The variation concerns the addition of a contraindication with strong CYP 3A4 inhibitors in section 4.3
and 4.5.
The worksharing procedure has been requested to xxx by the chair of pqr, Mme Oliveira
Santamaria, the letter is attached as Annex of the letter of intent attached.
Thank you in advance for your agreement.
Kind regards,
Ibizo Halley
GEM/EP and OTC switch
EU Regional Logistics Product manager
Global Logistics Affairs
xxx Ramp;D
Phone: 33 1 60 49 51 61
logoGRA 1
________________________________________________________________________
This e-mail has been scanned for all known viruses by Panthers Medicines Agency.
Комментарии:
1. пожалуйста, предоставьте короткий документ примерно из 10 строк, который включает дублирующиеся строки для нашего использования.
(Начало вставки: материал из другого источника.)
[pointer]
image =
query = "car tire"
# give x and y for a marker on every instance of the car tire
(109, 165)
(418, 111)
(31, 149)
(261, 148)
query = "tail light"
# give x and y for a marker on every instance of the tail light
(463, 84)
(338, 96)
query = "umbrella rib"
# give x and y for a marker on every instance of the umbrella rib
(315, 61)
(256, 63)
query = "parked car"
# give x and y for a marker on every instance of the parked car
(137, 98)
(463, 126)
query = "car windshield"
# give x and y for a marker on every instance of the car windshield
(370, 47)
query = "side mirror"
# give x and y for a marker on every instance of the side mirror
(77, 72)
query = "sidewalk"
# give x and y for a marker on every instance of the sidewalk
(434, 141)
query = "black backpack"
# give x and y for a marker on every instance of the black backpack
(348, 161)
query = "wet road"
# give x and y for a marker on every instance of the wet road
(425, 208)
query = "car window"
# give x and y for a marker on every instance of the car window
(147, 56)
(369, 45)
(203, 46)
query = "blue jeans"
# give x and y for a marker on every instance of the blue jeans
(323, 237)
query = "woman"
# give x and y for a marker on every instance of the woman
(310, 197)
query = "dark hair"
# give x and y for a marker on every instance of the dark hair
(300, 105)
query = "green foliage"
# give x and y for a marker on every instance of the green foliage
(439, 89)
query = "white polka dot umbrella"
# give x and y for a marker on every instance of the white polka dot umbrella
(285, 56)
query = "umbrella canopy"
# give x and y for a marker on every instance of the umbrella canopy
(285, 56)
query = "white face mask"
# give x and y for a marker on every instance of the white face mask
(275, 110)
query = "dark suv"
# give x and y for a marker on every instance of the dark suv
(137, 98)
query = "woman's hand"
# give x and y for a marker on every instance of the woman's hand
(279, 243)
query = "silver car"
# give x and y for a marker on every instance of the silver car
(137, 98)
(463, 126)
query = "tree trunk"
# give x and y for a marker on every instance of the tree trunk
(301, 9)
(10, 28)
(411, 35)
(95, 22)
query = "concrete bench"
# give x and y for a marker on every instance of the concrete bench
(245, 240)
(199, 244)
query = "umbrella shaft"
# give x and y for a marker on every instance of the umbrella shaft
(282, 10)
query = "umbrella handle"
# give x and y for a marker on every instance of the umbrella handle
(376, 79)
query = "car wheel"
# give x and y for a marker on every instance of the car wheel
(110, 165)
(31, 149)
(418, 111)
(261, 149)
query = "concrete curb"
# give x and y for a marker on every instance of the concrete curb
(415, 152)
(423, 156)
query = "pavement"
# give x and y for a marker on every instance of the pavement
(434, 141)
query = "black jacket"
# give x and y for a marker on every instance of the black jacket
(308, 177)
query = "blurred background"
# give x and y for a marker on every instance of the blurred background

Ни у кого нет времени читать всю книгу.
2. На мой вопрос выдается вывод из обобщителя genism, содержащий повторяющиеся строки, как мне обработать его и получить только одну строку
3. @chekmate пожалуйста, посмотрите мой ответ ниже и не забудьте поставить лайк и проголосовать за него, если это помогло вам.
Ответ №1:
Итак, ваш вопрос «Как мне удалить повторяющиеся предложения из документа?» Я предлагаю использовать textblob
. Вот несколько примеров кода.
document = 'This is a sentence. This is another sentence. This is a sentence. This is another sentence. This is a third sentence.'
from textblob import TextBlob
def get_unique_sentences(document):
unique_sentences = []
for sentence in [sent.raw for sent in TextBlob(document).sentences]:
if sentence not in unique_sentences:
unique_sentences.append(sentence)
return ' '.join(unique_sentences)
get_unique_sentences(document)
>>>'This is a sentence. This is another sentence. This is a third sentence.'
Дайте мне знать, если это поможет.
Комментарии:
1. Итак, мне нужно применить это к выводам моего обобщителя?
2. ДА. вам необходимо применить функцию к выходным данным вашей модели
3. У меня нет знака fullstop, чтобы указать конец предложения. Выходные данные обобщителя не содержат никаких полных остановок. Как мне тогда найти повторяющиеся фразы.
4. @шах и мат, пожалуйста, проверьте [ textblob.readthedocs.io/en/dev/_modules/textblob /… страница текстовых блоков). Предложения не обязательно должны заканчиваться точкой. Например, вопросы заканчиваются вопросительным знаком.
Ответ №2:
Простым способом было бы просто использовать set
и пропускать строки, которые видны.
Например:
seen_before = set()
lines = []
for line in document:
if line in seen_before:
continue
lines.append(line)
seen_before.add(line)
Тогда переменная lines
содержала бы только строки, которые были просмотрены только один раз
Конечно, это должно быть только на уровне документа, поскольку вы не хотите добавлять видимые строки из других документов.
Комментарии:
1. У меня нет знака fullstop, чтобы указать конец предложения. Выходные данные обобщителя не содержат никаких полных остановок. Как мне тогда найти повторяющиеся фразы.